Mayor Michael Bloomberg said on his radio show Friday morning that software problems are the cause of the delays.
“Unfortunately there are software issues. One of the newspapers keeps writing, ‘you’re hiding something.’ Yeah, well, nothing. The software doesn’t work. Duh. Until it works, we’re not going to put it out until it does work,” said the mayor.
“It really is very advanced technology. Each station is like a dock, each place you stick in a bike is a computer, and everything runs on solar power so you don’t need a lot of wiring and there’s no burden on the electrical system. There’s an enormous number of transactions you have to communicate in real time to central computers,” the mayor added.
When it does launch, there will be an initial phase of 7,000 bikes at 420 stations around the city.
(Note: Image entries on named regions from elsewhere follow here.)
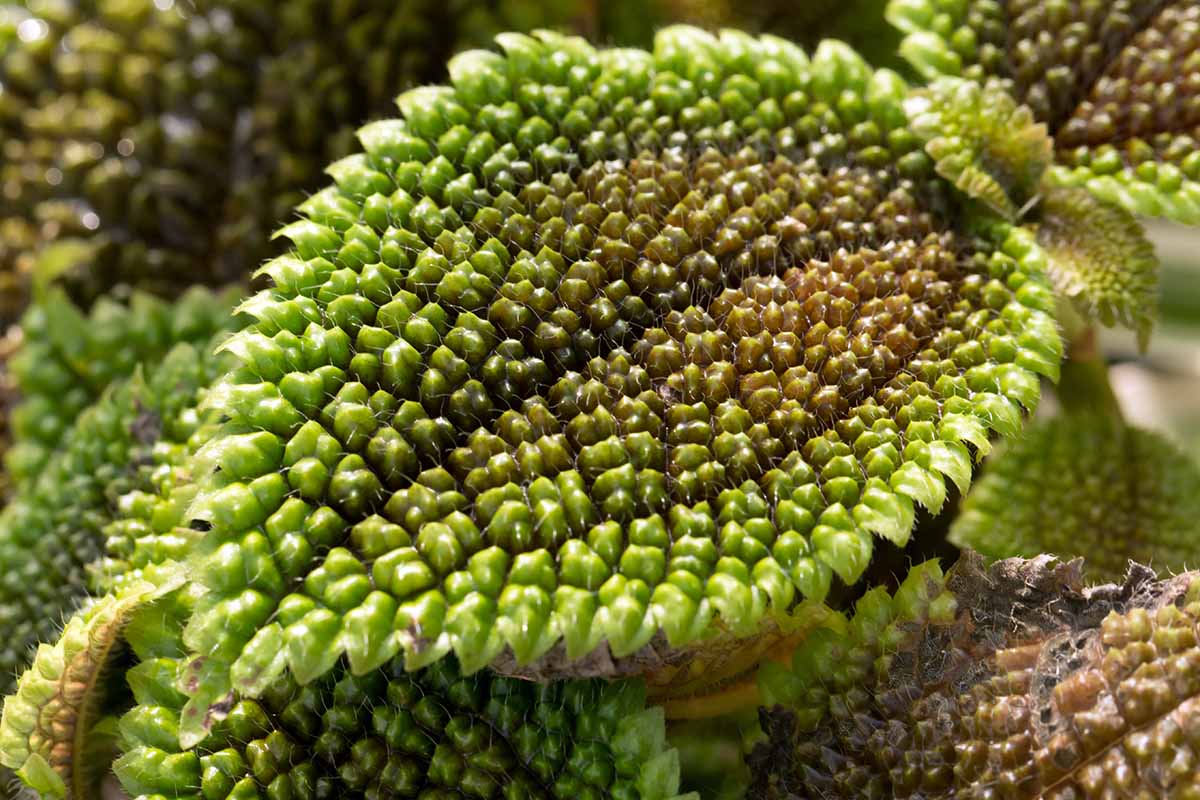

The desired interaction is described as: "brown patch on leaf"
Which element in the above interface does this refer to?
[748,553,1200,800]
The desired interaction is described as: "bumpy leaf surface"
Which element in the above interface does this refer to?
[748,554,1200,800]
[906,78,1054,219]
[114,593,697,800]
[888,0,1200,223]
[175,28,1061,738]
[0,317,228,688]
[1038,188,1158,349]
[0,0,595,324]
[0,570,184,800]
[5,288,236,492]
[950,415,1200,581]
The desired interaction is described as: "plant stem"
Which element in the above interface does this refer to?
[1057,326,1122,417]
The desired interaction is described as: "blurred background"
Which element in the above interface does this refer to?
[1100,222,1200,453]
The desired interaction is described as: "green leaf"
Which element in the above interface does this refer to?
[905,78,1054,221]
[0,567,184,800]
[950,414,1200,579]
[1038,188,1158,349]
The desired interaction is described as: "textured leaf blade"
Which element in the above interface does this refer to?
[748,553,1200,800]
[950,414,1200,579]
[0,570,184,800]
[1038,188,1158,349]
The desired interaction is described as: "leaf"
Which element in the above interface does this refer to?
[748,553,1200,800]
[887,0,1200,224]
[950,414,1200,579]
[905,78,1054,221]
[0,569,184,800]
[1038,188,1158,349]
The new timeline won’t affect the Citi Bike sponsorship structure, which uses $41 million in funding from Citi to support the system for five years and ensures that the city will get half of the profits.
“New York City demands a world-class bike share system, and we need to ensure that Citi Bike launches as flawlessly as New Yorkers expect on Day One,” said DOT Commissioner Janette Sadik-Khan, in a statement on the delay.
Transportation Alternatives also released an optimistic statement on the bike share delay.
“While we are eager for Citi Bike to begin, it’s more crucial that this ground-breaking transit system be launched correctly, not quickly. New York’s public bike share program will not only be the largest bike share system in the Western Hemisphere, it will also be the city’s first brand-new, full-scale form of public transit since the subway’s debut more than 100 years ago—this is not a moment to rush,” said Executive Director, Paul Steely White.
Following the March launch, the system will expand to 10,000 bikes, covering parts of Manhattan and from Long Island City to parts of Brooklyn.